The elections in the self-declared Donetsk People’s Republic and Luhansk People’s Republic — based around the two main rebel-held cities — were billed as bringing a degree of legitimacy to the makeshift military regimes that already control them.
However, the polls deepened an international crisis over the conflict and further undercut an already teetering truce between Ukraine’s government and the heavily armed pro-Russia separatists.
Photo: EPA
“I hope that our votes will change something. Perhaps we will finally be recognized as a real, independent country,” Tatyana Ivanovna, 65, said as she waited to cast her ballot in Donetsk’s school No. 104.
“We need to be able to live normally,” Valery Vitaliyevich, 50, said. “It is terrible being afraid for your family at every bombardment. I will vote hoping that this will help the authorities to defend our interests against Kiev.”
However, Ukrainian President Petro Poroshenko blasted the election as a violation of a Sept. 5 truce deal, calling them “pseudo-elections that terrorists and bandits want to organize on occupied territory.”
The Security Service of Ukraine yesterday said it was opening a criminal investigation into “the holding of so-called ‘elections,’” which it said contradicted the constitution and resembled “a power grab.”
The run-up to the polls saw a spate of intense clashes. The rebels — who deny being helped by Russia, but boast an arsenal including anti-aircraft missiles, tanks and heavy artillery — have threatened to expand their offensive to the Ukrainian Black Sea port city of Mariupol.
Ukrainian authorities yesterday announced the deaths of seven more soldiers, with at least six wounded in separatist shelling, which authorities said was continuing across the conflict zone.

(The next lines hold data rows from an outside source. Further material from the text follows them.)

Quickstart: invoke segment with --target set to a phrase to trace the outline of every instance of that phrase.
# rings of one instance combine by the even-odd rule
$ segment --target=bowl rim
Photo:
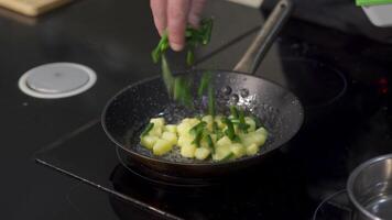
[[[381,155],[381,156],[377,156],[373,157],[369,161],[363,162],[362,164],[360,164],[357,168],[355,168],[347,182],[347,194],[349,196],[350,201],[353,204],[353,206],[362,213],[367,218],[373,219],[373,220],[384,220],[380,217],[374,216],[373,213],[371,213],[370,211],[366,210],[366,208],[357,200],[356,196],[353,195],[353,184],[357,179],[357,177],[359,176],[359,174],[367,167],[377,164],[381,161],[384,160],[391,160],[392,158],[392,154],[385,154],[385,155]]]

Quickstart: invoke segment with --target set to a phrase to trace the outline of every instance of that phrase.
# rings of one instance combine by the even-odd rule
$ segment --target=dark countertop
[[[224,1],[211,1],[206,14],[214,14],[216,29],[211,45],[199,52],[200,59],[254,29],[261,20],[258,10]],[[6,174],[0,185],[1,217],[86,218],[69,200],[68,193],[78,183],[37,166],[33,156],[97,119],[119,89],[159,73],[150,61],[157,35],[149,3],[85,0],[37,20],[1,9],[0,28],[0,170]],[[209,57],[204,67],[228,68],[231,61],[215,57]],[[18,89],[23,73],[51,62],[85,64],[96,70],[97,84],[83,95],[57,100],[31,98]]]
[[[262,23],[259,10],[226,1],[210,1],[207,15],[216,18],[211,44],[197,54],[199,67],[230,69]],[[290,54],[316,57],[347,72],[351,82],[373,86],[390,73],[391,47],[363,37],[291,21],[284,29],[290,42],[279,44]],[[96,122],[106,101],[124,86],[159,74],[150,59],[157,42],[148,1],[84,0],[33,20],[0,10],[0,90],[2,143],[0,170],[3,219],[111,219],[107,196],[39,166],[34,153]],[[330,40],[334,41],[330,41]],[[338,38],[338,41],[335,41]],[[314,48],[312,45],[323,48]],[[322,52],[322,53],[319,53]],[[335,53],[339,52],[339,53]],[[275,45],[258,74],[284,85],[276,73]],[[360,55],[357,58],[356,55]],[[377,57],[377,58],[374,58]],[[184,67],[173,55],[174,69]],[[364,61],[371,61],[368,65]],[[97,84],[87,92],[65,99],[42,100],[18,89],[19,77],[51,62],[75,62],[96,70]],[[279,65],[277,65],[279,66]],[[372,73],[371,75],[369,73]],[[351,80],[350,79],[350,80]],[[371,108],[371,107],[369,107]],[[78,156],[78,155],[75,155]],[[92,198],[94,206],[90,205]],[[91,208],[92,207],[92,208]],[[148,218],[146,218],[148,219]]]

“The election in the Luhansk People’s Republic began with the shelling by insurgents of Girskye town,” said Gennady Moskal, head of the regional administration, which remains loyal to Kiev. “They fired on the town with [multiple-rocket systems].”

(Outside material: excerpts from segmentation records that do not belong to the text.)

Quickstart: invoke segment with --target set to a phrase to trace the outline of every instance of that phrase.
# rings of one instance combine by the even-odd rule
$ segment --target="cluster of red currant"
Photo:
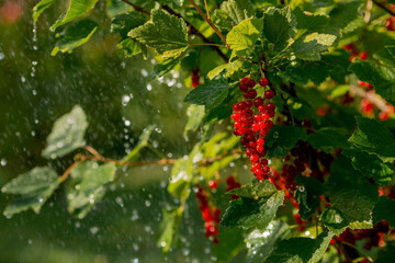
[[[234,176],[228,176],[226,179],[226,192],[230,191],[230,190],[234,190],[234,188],[239,188],[241,187],[241,184],[239,182],[236,182],[235,178]],[[238,199],[238,196],[237,195],[230,195],[232,196],[232,199]]]
[[[260,87],[268,87],[267,78],[259,80]],[[269,130],[273,127],[271,118],[274,116],[275,105],[270,102],[274,91],[264,91],[264,99],[258,96],[255,87],[257,82],[248,77],[241,79],[239,90],[244,93],[245,100],[233,105],[232,118],[235,121],[234,135],[242,136],[241,145],[252,163],[251,171],[258,180],[268,178],[270,168],[266,159],[264,140]],[[256,110],[252,110],[252,108]]]
[[[377,222],[373,229],[360,229],[351,230],[348,228],[339,237],[334,238],[330,243],[336,244],[338,242],[347,242],[352,245],[356,245],[358,240],[366,240],[363,248],[365,250],[371,250],[373,247],[383,248],[385,245],[384,235],[390,231],[390,224],[385,220]],[[341,251],[338,251],[339,253]]]
[[[192,88],[196,88],[200,84],[199,72],[200,72],[199,68],[192,71]]]
[[[362,60],[368,60],[369,55],[366,52],[359,52],[354,44],[348,44],[343,46],[343,48],[351,53],[350,61],[353,61],[356,58],[360,58]]]
[[[221,221],[221,210],[218,207],[211,204],[207,199],[208,193],[200,185],[196,186],[196,198],[199,201],[199,209],[202,213],[204,219],[204,227],[206,229],[205,236],[213,240],[214,243],[218,243],[218,224]]]
[[[395,10],[395,4],[390,3],[388,5],[391,10]],[[390,19],[384,20],[384,26],[387,31],[395,31],[395,16],[391,15]]]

According to UN figures, more than 4,000 people have been killed in Ukraine’s conflict in the past seven months.
The elections are the latest bone of contention in the conflict that began with pro-Western demonstrators in Kiev ousting Ukraine’s Moscow-backed government in February, then spiraled rapidly, with Russia annexing the southern region of Crimea, and separatists seizing towns in the east.
Russia — which supports the rebels, but denies sending troops to fight on their side — says it will recognize the results of the elections. That angered the US and European capitals, which have imposed heavy economic sanctions on Russia, and back Kiev in condemning the polls as illegal.

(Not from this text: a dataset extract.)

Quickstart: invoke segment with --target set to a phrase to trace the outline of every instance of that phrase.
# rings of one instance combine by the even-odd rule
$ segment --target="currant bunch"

In a four-way telephone call on Friday, the leaders of Ukraine, Germany and France urged Russian President Vladimir Putin not to recognize the polls.
The White House also said on Friday that it considered the vote “illegitimate.”
The self-declared republics were selecting presidents and parliaments, though there was little question that the current rebel leaders — Alexander Zakharchenko in Donetsk and Igor Plotnitsky in Lugansk — would be confirmed in their posts.
Zakharchenko is already the undisputed leader in Donetsk, where he replaced a series of Russian citizens holding the top job.
Plotnitsky is a former Soviet army officer who, like many locals, yearns for the communist past.
No international election monitors were present for the vote, and no minimum turnout has been set by the organizers, reflecting uncertainty over how many voters could turn out.
“These elections are important because they will give legitimacy to our power and give us more distance from Kiev,” Donetsk People’s Republic election commission head Roman Lyagin said.